Süt ve süt ürünleri tüketemeyen ya da tercih etmeyen tüketici grupları için ise, doldurma alternatifi vegan ürünler diğer kategorilerde olduğu gibi bu kategoride de oldukça büyüyen bir pazara sahiptir. Tüketicilerin bir kısmının bitkisel kaynaklı ürünlerin daha sağlıklı algısına sahip olması bu pazardaki yenilikçi tatların artmasını da teşvik etmektedir. Badem ve hindistan cevizi sütünün kullanıldığı ürünler bu grubun önde gelen çeşitleri arasındadır. Fındık yağı ve kakao ile de zenginleştirilmiş çeşitler tüketicilere hayvansal kaynak içermeyen alternatifler sunmaktadır.
Ayrıca iş ve gündelik hayatın yoğun sürecinde “hareket halinde tüketime uygun” küçük porsiyonlu ürünlerin de pazardaki payı artmaktadır.
Trendler arasındaki bir diğer başlığımız “uluslararası lezzetleri keşfetmek”. Lezzet faktörü her zaman için tüketicinin tercihini etkileyen en önemli faktörlerden biridir. Büyük markalar, tüketicide heyecan yaratmak için, formüllerinde bölgesel hammaddelerin kullanıldığı otantik lezzetler oluşturmaktadırlar. Örneğin Ortadoğu için oldukça önemli bir konumda olan deve sütü, dondurma formülünde kullanılmış, bölgesel bir nitelik taşırken aynı zamanda da bağışıklığı güçlendirici vurgusu ile de tüketicinin ilgisini çekmeyi başarmıştır.

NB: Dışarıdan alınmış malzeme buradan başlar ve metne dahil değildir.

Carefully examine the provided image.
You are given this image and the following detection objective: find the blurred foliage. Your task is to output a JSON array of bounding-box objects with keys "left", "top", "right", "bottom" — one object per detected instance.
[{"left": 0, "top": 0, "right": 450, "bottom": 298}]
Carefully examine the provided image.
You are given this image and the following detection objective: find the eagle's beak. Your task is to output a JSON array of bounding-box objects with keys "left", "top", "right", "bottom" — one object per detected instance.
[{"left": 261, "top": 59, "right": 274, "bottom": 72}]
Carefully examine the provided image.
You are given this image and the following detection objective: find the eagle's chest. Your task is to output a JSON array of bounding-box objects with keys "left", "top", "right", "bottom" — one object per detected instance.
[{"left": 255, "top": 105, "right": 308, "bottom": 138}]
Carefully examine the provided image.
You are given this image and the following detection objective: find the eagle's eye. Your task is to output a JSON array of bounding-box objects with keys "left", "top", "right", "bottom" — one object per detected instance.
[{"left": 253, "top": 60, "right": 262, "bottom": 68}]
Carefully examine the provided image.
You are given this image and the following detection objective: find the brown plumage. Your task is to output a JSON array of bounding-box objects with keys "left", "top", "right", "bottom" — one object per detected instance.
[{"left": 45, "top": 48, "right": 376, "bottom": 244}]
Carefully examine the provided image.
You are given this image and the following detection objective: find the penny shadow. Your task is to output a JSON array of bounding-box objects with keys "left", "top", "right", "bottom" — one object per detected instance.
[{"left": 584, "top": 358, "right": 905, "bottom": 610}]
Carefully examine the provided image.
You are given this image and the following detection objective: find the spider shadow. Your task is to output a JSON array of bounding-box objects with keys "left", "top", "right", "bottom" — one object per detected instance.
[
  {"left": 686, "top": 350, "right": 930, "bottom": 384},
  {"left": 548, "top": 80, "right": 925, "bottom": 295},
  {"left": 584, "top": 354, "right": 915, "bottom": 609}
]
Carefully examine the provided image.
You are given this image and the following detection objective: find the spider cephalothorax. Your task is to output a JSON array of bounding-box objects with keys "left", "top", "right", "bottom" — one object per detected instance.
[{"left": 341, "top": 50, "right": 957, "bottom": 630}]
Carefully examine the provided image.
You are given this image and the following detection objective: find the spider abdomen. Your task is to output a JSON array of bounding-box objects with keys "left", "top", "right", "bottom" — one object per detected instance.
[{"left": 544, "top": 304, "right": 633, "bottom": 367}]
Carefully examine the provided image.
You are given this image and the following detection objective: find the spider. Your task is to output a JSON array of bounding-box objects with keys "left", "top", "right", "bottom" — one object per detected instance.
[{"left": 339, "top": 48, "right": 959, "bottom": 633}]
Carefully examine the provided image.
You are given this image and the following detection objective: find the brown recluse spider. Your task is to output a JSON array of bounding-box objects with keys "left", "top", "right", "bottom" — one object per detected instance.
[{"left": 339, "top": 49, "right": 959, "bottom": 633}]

“Karmaşık olmayan içerikler” ise yine üretici firmalar tarafından yenilikçi bir kategori olarak sunulmuştur. Tüketici, tercih edeceği bir ürünün içeriğinde mümkün olduğu kadar az ve aynı zamanda da bilindik hammaddeler görmek istemektedir. Bu yalın içerik, tüketiciler gözünde masum ürün algısını oluşturmaktadır.

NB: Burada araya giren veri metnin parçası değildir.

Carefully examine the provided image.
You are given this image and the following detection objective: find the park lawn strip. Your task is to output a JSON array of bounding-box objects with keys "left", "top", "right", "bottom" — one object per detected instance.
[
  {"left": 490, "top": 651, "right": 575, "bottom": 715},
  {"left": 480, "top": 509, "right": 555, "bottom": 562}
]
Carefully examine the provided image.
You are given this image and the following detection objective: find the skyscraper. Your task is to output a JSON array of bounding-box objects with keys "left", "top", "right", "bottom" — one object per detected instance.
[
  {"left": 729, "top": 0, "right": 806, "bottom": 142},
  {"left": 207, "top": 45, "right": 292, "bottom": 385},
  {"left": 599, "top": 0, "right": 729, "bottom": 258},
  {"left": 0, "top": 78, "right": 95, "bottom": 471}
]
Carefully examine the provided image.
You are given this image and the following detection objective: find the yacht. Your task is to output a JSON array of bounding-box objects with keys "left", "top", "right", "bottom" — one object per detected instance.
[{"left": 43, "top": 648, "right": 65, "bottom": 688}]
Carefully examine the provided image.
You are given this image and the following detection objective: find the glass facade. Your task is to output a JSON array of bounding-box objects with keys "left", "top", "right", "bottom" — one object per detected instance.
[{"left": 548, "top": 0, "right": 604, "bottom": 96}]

Tüm bu yaklaşımların yanında, oldukça artan sosyal medya kullanımı da trendlerde belirleyici bir faktör haline gelmeye başlamıştır. Tüketiciler görsel anlamda farklı renklerde, ilgi çekici bir forma getirilmiş ürünü tercih ederek, sosyal medyada paylaşım yapmak için isteklidir. Özellikle genç tüketici kitlesinde, görselliğin tüketim tercihinde büyük bir etken olduğu araştırmalarda belirtilmiştir. Üretici firmalar sosyal medyanın bu güçlü paylaşım ayağını kullanmak için de birbirinden farklı ve dikkat çekici tasarımlar ile raflarda yerini almaktadırlar.
Trendlere genel olarak baktığımızda ise, öne çıkan tat ve aromaların başında her zaman olduğu gibi yine çikolata ve çikolatanın yaban mersini, fındık ve vanilya ile kombinlerini görmekteyiz. Aynı zamanda haşhaş gibi bitkisel tohum içeren ürünler de görsel olarak ve ürünün tadında fark yaratmaktadır.